Tengan cuidado siempre de observar los reglamentos, las normas, las leyes y los mandamientos que él te dio por escrito, y no adoren a otros dioses.
38 En het verbond, dat Ik met u gemaakt heb, zult gij niet vergeten; en gij zult andere goden niet vrezen.
No olviden el acuerdo que he hecho con ustedes, y no adoren a otros dioses.
39 Maar den HEERE, uw God, zult gij vrezen; en Hij zal u redden uit de hand van al uw vijanden.
Solo deben adorar al Señor, su Dios, y él los salvará de todos sus enemigos”.
40 Doch zij hoorden niet, maar zij deden naar hun eerste wijze.

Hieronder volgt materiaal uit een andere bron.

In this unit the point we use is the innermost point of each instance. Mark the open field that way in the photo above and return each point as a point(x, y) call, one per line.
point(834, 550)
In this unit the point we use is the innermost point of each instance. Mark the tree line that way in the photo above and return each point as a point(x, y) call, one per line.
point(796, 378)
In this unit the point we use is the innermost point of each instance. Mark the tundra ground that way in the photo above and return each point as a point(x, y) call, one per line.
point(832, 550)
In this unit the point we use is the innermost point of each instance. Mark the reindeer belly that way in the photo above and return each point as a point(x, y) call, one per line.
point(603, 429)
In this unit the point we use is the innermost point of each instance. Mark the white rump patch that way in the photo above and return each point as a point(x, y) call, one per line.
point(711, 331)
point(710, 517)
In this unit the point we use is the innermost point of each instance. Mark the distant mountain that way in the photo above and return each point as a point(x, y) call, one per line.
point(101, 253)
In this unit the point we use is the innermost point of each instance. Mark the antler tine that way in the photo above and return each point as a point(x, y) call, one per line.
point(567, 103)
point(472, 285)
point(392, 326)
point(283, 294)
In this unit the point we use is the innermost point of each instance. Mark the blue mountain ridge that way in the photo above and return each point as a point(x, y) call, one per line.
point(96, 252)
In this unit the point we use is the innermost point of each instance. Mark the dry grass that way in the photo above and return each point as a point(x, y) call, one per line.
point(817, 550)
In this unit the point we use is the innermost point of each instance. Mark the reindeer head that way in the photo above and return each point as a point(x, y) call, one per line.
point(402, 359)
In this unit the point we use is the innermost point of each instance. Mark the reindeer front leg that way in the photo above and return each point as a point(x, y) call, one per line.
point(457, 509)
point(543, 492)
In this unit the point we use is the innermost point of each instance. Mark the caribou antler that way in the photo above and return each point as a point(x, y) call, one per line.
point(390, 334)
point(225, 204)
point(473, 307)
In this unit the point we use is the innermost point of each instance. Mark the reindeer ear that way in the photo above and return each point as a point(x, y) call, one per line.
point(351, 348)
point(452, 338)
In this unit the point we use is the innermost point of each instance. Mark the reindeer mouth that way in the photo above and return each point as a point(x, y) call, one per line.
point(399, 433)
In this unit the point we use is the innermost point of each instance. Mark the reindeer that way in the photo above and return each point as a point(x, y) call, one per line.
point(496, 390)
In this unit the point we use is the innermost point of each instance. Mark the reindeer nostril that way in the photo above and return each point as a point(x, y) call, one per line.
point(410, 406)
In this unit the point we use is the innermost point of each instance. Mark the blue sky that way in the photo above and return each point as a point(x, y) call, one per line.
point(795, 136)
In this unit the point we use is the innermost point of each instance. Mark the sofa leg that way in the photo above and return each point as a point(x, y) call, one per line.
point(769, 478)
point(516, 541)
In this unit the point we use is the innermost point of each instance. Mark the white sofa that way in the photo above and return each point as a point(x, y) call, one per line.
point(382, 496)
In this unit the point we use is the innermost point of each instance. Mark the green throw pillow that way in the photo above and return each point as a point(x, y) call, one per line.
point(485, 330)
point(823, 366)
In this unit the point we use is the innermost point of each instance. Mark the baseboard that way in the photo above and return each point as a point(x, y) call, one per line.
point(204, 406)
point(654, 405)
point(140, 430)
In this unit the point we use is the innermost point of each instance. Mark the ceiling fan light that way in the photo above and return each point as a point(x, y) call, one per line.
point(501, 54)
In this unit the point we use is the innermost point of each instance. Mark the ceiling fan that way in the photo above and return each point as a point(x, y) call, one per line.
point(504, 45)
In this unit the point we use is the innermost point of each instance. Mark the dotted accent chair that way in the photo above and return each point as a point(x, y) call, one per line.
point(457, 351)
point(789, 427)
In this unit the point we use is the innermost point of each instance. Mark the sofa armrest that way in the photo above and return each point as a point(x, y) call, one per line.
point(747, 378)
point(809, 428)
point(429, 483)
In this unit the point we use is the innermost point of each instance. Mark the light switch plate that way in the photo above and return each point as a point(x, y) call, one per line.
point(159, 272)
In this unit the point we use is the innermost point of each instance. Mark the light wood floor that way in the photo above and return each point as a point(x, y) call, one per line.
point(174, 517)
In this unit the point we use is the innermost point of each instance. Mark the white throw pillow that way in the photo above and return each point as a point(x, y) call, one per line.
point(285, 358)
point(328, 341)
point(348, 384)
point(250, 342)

Pero ellos se negaron a escuchar, y continuaron con sus antiguas prácticas idólatras.
41 Maar deze volken vreesden den HEERE, en dienden hun gesneden beelden; ook doen hun kinderen en hun kindskinderen, gelijk als hun vaders gedaan hebben, tot op dezen dag.
Incluso cuando estas personas de diferentes naciones adoraban al Señor, en realidad estaban adorando a sus ídolos. Sus hijos y nietos siguen haciendo lo mismo que sus antepasados hasta el día de hoy.